PANAYOTAKIS: Yeah, I think this is one of a type of initiative that SYRIZA has talked about and favors, the idea, for example, of–there are some examples, not as common as in Argentina, for example, but examples of companies in Greece in recent years that have developed that are democratically controlled by their workers. And they, some of them, are sort of stores. Others, there is a factory [incompr.] There is even a major newspaper in Greece. So that would be one example. There are also other kinds of initiatives, like consumer calls. I was in Greece just a few days ago. The neighborhood where I grew up, there is a consumer cooperative that has developed in the last couple of years as a way of helping to call people with the difficult situation that they live in.

So, yeah, certainly participation is an important component of economic democracy. And when it comes to participation, for example, in economic endeavors, it also [incompr.] political democracy as well, because it gives people, you know, knowhow and confidence and sort of technocratic management skills that they can use when they evaluate political debates. And, of course, economic debates are paramount in Greece nowadays because of the crisis. So, yes, participation is a very important element of economic democracy. And one of the things that SYRIZA has said is that they recognize that what they want is to go against the logic of a presentation, where the voters elect them and then they sit back and they look at the politicians, Tsipras or Varoufakis or the other ministers, and see what they achieve. Their argument is that they need the people next to them to push with them for the necessary changes that have to be made, not just in the relationship with Europe, but internally as well, domestically as well.

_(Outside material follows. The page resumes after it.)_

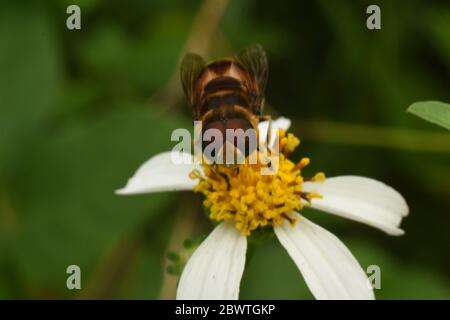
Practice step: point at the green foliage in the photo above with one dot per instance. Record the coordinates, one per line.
(432, 111)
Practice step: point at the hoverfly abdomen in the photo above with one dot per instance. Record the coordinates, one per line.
(227, 95)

PERIES: Right. And one very curious question is: where is the labor unions in this movement of SYRIZA’s? Is there active labor unions in conversation with SYRIZA at the moment?

PANAYOTAKIS: Well, the labor movement in Greece historically was dominated by the Socialist Party and the conservatives. And the Communist Party as well has had a lot of influence historically. SYRIZA was not quite as strong in the labor movement.

More recently what has happened is many of the–much of the base of the Socialist Party has moved to SYRIZA. And that includes some of the labor leaders who used to be socialist in their part of SYRIZA. And then, of course, you have more recent grassroots labor sort of movement initiatives, new forms of labor unions that have been bubbling up. But, I mean, the labor movement in Greece has been under very heavy and ruthless attack in the recent years, and it seems like even though there were many–there was some fightback by Greek workers, it was clear that the labor movement in Greece, the way it historically developed, was not ready for this kind of assault. They were not used to hobnobbing with people in power. And when [incompr.] in with the economic crisis, they were completely unprepared.

So, I mean, one of the hopes that activists that they talk to have is that the election of SYRIZA will basically embolden people and will rejuvenate the labor movement and sort of give a further push to SYRIZA and put some pressure on SYRIZA to make sure that SYRIZA delivers on its promises.

PERIES: Right. Costas, I want to thank you so much for joining us. We’re going to be writing this story for a long time to come. So I hope you join us again.

PANAYOTAKIS: I will be happy to. Thank you for having me on your show.

PERIES: And thank you for joining us on The Real News Network.